Selon les dispositions de l’article R 142-1 du code de la sécurité sociale, les réclamations relevant de l’article L 142-4 formées contre les décisions prises par les organismes de sécurité sociale (…) Sont soulises à une commission de recours amiable composée en constituée au sein du conseil, du conseil d’administration ou de l’instance régionale de chaque organisme. Cette commission doit être saisie dans le délai de deux mois à compter de la notification de la décision contre laquelle les intéressées entendent former une réclamation.
Il est constant que le jugement du pôle social n’a été déféré à la cour qu’en ce que la demande de la SAS [5] relative à l’inopposabilité du taux d’IPP attribué à Mme [R] [N] à la date de consolidation initialement fixée par la [4] du 10 décembre 2016. Les dispositions de ce jugement relatives à l’inopposabilité des arrêts de travail et de soins prescrits à Mme [N] à compter du 25 juillet 2015 et à la nouvelle date de consolidation au 24 juillet 2015 n’ont fait l’objet, ni d’un appel principal, ni d’un appel incident.
La [4] ne peut, à bon droit, invoquer l’autorité de la chose jugée attachée à l’arrêt confirmatif du 27 novembre 2020 puisque les données du présent litige sont différentes en ce que la date de consolidation est dorénavant celle du 24 juillet 2015 dans les rapports entre la [4] et la SAS [5].
Pour autant, les premiers juges ont eu raison de déclarer la demande de l’appelante d’inopposabilité du taux d’IPP fixé à Mme [N] en considération de la date de consolidation du 10 décembre 2016 irrecevable puisqu’il est effectif qu’aucune décision de la commission de recours amiable n’est intervenue.
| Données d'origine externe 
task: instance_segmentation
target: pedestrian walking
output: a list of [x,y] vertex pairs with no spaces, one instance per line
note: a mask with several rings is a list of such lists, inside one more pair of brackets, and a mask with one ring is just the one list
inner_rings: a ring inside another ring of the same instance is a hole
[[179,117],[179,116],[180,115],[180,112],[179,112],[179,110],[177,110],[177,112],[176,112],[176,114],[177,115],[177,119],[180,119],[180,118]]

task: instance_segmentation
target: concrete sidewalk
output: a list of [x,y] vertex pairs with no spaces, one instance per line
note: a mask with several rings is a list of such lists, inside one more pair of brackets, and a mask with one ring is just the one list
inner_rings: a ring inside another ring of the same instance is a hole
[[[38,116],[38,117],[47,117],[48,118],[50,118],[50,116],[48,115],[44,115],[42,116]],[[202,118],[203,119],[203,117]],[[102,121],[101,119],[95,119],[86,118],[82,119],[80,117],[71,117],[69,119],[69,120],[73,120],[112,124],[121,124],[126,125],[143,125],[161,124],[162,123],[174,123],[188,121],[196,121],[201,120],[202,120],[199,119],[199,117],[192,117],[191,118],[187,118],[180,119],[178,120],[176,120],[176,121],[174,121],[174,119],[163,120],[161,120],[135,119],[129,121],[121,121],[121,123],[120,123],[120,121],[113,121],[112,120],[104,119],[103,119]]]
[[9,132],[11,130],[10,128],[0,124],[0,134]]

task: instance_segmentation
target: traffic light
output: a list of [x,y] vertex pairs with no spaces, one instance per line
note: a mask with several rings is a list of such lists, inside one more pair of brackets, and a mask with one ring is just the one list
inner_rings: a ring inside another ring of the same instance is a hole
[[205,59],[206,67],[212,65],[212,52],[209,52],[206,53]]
Il aurait ainsi convenu que la [4], en considération de la décision du pôle social non frappée d’appel en ses dispositions relatives à la date de consolidation fixée au 24 juillet 2015, notifie à l’employeur de Mme [R] [N] une nouvelle décision relative au taux d’incapacité de la salariée à la date du 24 juillet 2015 ce qui aurait permis à la SAS [5], en cas de contestation de sa part du nouveau taux d’IPP, de saisir la commission de recours amiable de la Caisse, voire, en suivant, selon la décision de celle-ci, le pôle social.
Le jugement est confirmé en ses dispositions soumises à la cour.
3- sur la demande d’amende civile:
Aux termes de l’article 32-1 du code de procédure civile, celui qui agit en justice de manière dilatoire ou abusive peut être condamné à une amende civile sans préjudice des dommages-intérêts qui seraient réclamés.
Le pouvoir de condamner à une amende civile relève de la seule juridiction et les parties ne peuvent réclamer, à leur profit, que l’octroi de dommages-intérêts à la condition de démontrer la faute de son adversaire, son propre préjudice et le lien de causalité entre eux.
En l’espèce, la mauvaise compréhension de l’employeur des termes du litige n’est pas constitutive d’un abus de droit.
4- Sur les dépens et les dispositions de l’article 700 du code de procédure civile:
La SAS [5] qui succombe en son appel est condamnée aux dépens.
La demande de la [4] fondée sur les dispositions de l’article 700 du code de procédure civile est rejetée.
PAR CES MOTIFS
La cour
Rejette la demande de renvoi de l’affaire à une audience ultérieure formée par la [4],Confirme le jugement en ses dispositions soumises à la cour
Y ajoutant
Dit n’y avoir lieu à condamnation de la SAS [5] à une amende civile
Condamne la SAS [5] aux dépens d’appel
Déboute la [4] de sa demande sur le fondement des dispositions de l’article 700 du code de procédure civile.